Boston Pigeon Pier
Dear Pigeon,
Thank you for visiting me on my underwater lunch break. I can not help but wonder if your flagrant obesity was your own choice, or if you were born with a silver spoon of detritus in your mouth. I live in a city of small electric fans that masquerade as people, and I’m constantly adjusting to the wind. You have sat still and pickety-pecked the ground for the past twenty-five minutes, all the while grinnin’ like a possum eating persimmons, and here I am, wondering where you’ll wander tonight, which awning or alleyway you will huddle across when the sun walks off the stage in the middle of its lines. I rarely see a pigeon after hours, in the immaculate and vivified air, on the depopulated streets that glow at three a.m. with a contagion of swift serenity. Don’t take it personally. I’m too preoccupied with echoes, the scattering smiles of people who remember your affection, and the realization that even if your personality is wearing too many closed doors, most of them do have doorknobs.
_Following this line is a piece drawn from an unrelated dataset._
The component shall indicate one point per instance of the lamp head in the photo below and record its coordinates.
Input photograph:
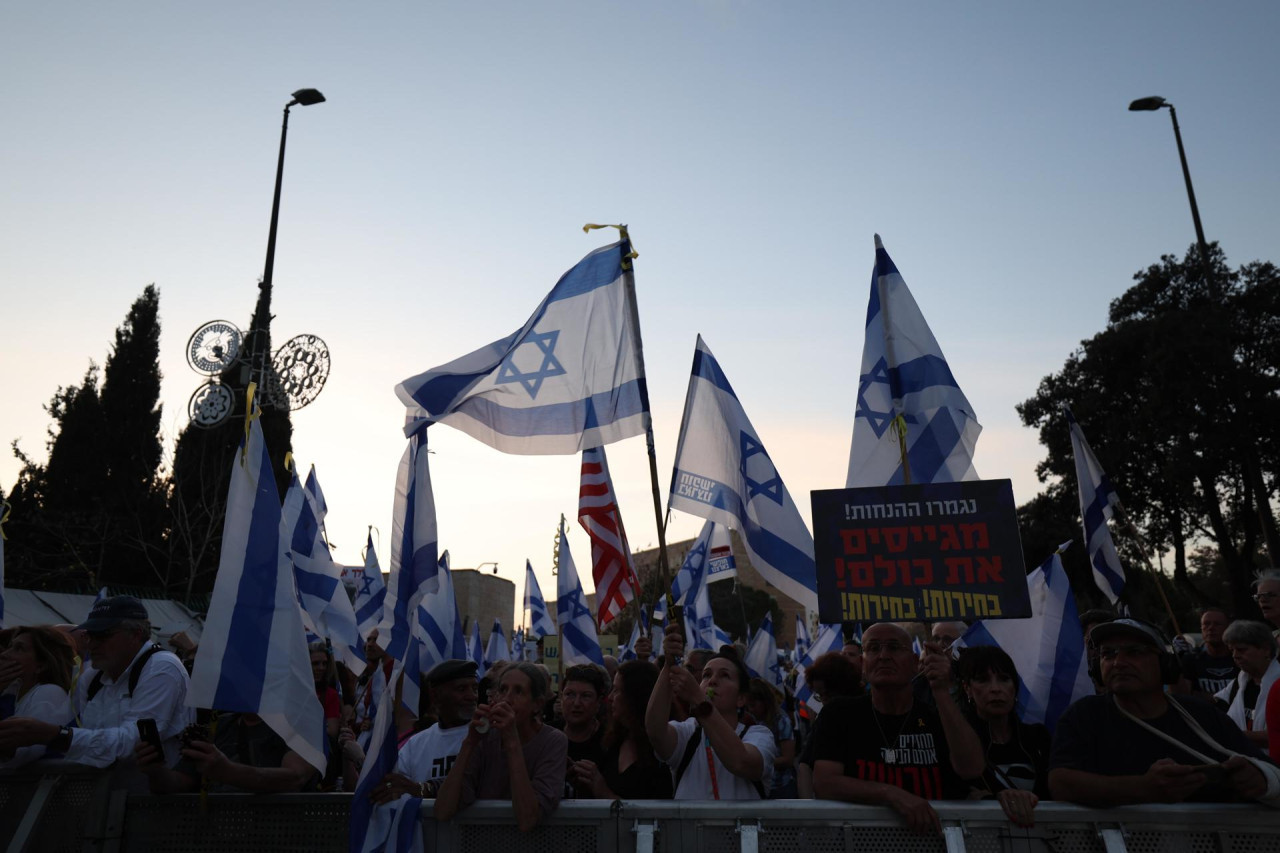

If I think of the night stretched out and sparkling in front of me I want to follow it, want to skip behind the grooves of the half-conscious and eavesdrop on the whispering liquor of lovers leaking out in languid lines from open windows. With a pair of eyes like two burnt holes meshing into the obsidian, I often contemplate the colors of my memory’s sky, the
intermittence of my voice, all the secret lives of pronouns. I did not start contemplating birds until I heard the robins sing right before five a.m., and began to feel untethered from my ambitions. Were you there, pigeon, when I realized how wonder is the acceptance of confusion, and that solutionism is the opposite of wonder? Did you see the flushed color of my face as it gave a sense of consolation? I wanted to paint my room that color. If you are still here at Central Wharf tomorrow, I would love to shellac the sides of my throat with the staccato songs I’ve learned from you and your companions.